Not Leta. She lit the few candles provided for her and continued searching the documents. It felt hopeless, but better to work than to sit in the darkness and be afraid. So she lit candle after candle, her eyes burning as she searched the various books and scrolls.
Four days had passed since she’d been imprisoned in the library. Every day Corgar returned and asked her what she had found. Every day, when she could tell him nothing, she expected his wrath to fall upon her. Instead, he would stand quietly and watch her work. Then he would leave, and she would find the ability to breathe once more.
“You’ve read everything,” she muttered that night, shivering, crouched over her small candle flame. “You’ve read everything in this room! There’s nothing here.”
So he’ll kill you, said her practical side.
Rebellious Leta had only the energy to shrug. “Let him kill me, then,” she muttered. “I still have nothing.”
She turned slowly on the stool, scanning the shadow-filled room. Her eyes lingered on the tapestry and the hidden door. But that was no use. Not without the key. She had inserted every quill knife and bit of broken kindling she could find into that lock; nothing would make it give.
Suddenly she frowned, her attention caught by something that had somehow escaped her notice. She hopp
ed down from the stool, took up her candle, and hastened across the chamber.
How silly of her not to think of this before! In her mind, the library loft was the Chronicler’s private space, a haven she dared not enter.

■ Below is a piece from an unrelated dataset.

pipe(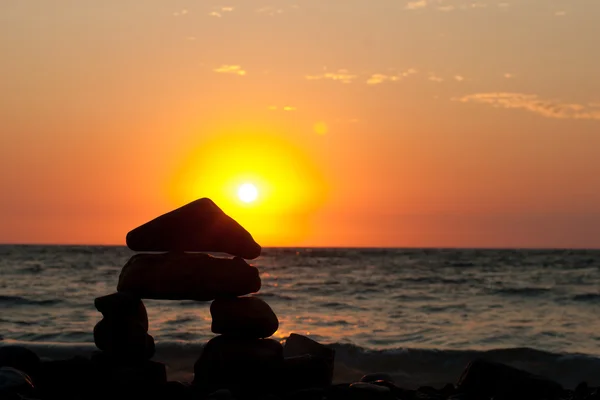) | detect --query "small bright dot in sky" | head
[238,183,258,203]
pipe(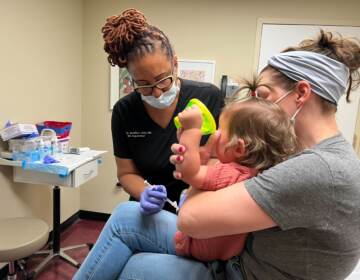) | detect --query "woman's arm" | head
[115,157,145,200]
[178,182,276,239]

But the Chronicler was gone. And she was here. And she was bound to die come dawn, when she confessed to Corgar that the library documents held nothing of interest to him. Before she gave in, she might as well thoroughly examine this room that had become her prison.
Her candle casting long shadows, she climbed the spiral stair to the humble space where she found, as she’d expected, the Chronicler’s sleeping pallet and, naturally, even more piled scrolls and documents.
“Silly girl,” she scolded herself, kneeling by the nearest pile haphazardly tossed in a corner. “You should have guessed. Who knows what you might find in here?”
Her spirits higher, if only a little, she set down her candle, took up the nearest scroll, and unrolled it across the floor, pinning it in place with her knee. Looking at it, she frowned. The handwriting was familiar, but she wasn’t entirely certain why. It wasn’t the Chronicler’s, and it wasn’t old Raguel’s. Chewing the inside of her cheek, she leaned down and read:
I carry the future in my womb. I carry the king who will open the House of Lights. My only sorrow is that I shall never meet him, that he will never know how I loved him.
Be bold, Smallman! Claim your right and live as you were meant to live.
Leta stared. She read it again and a third time, hardly believing what she saw. Then she sat back, pushing her straggling hair out of her face.
“You knew,” she whispered to the darkness. “You knew all along.”
The hand was Lady Pero’s. She recognized it now from the poem she had read earlier that year, the poem which the Chronicler had so meticulously copied.
Leta’s fingers shook as she rolled up that scroll and reached for the next one. It too was in the ornate, difficult-to-read hand of Earl Ferox’s dead wife. Leta read:
I have heard the Spheres singing. I have seen the House of Lights. What I know I cannot share with others; I write it here now for your eyes, my child. It is near, nearer than you think. And you will see it one day. You will open the doors. But you must see for yourself. I cannot show you.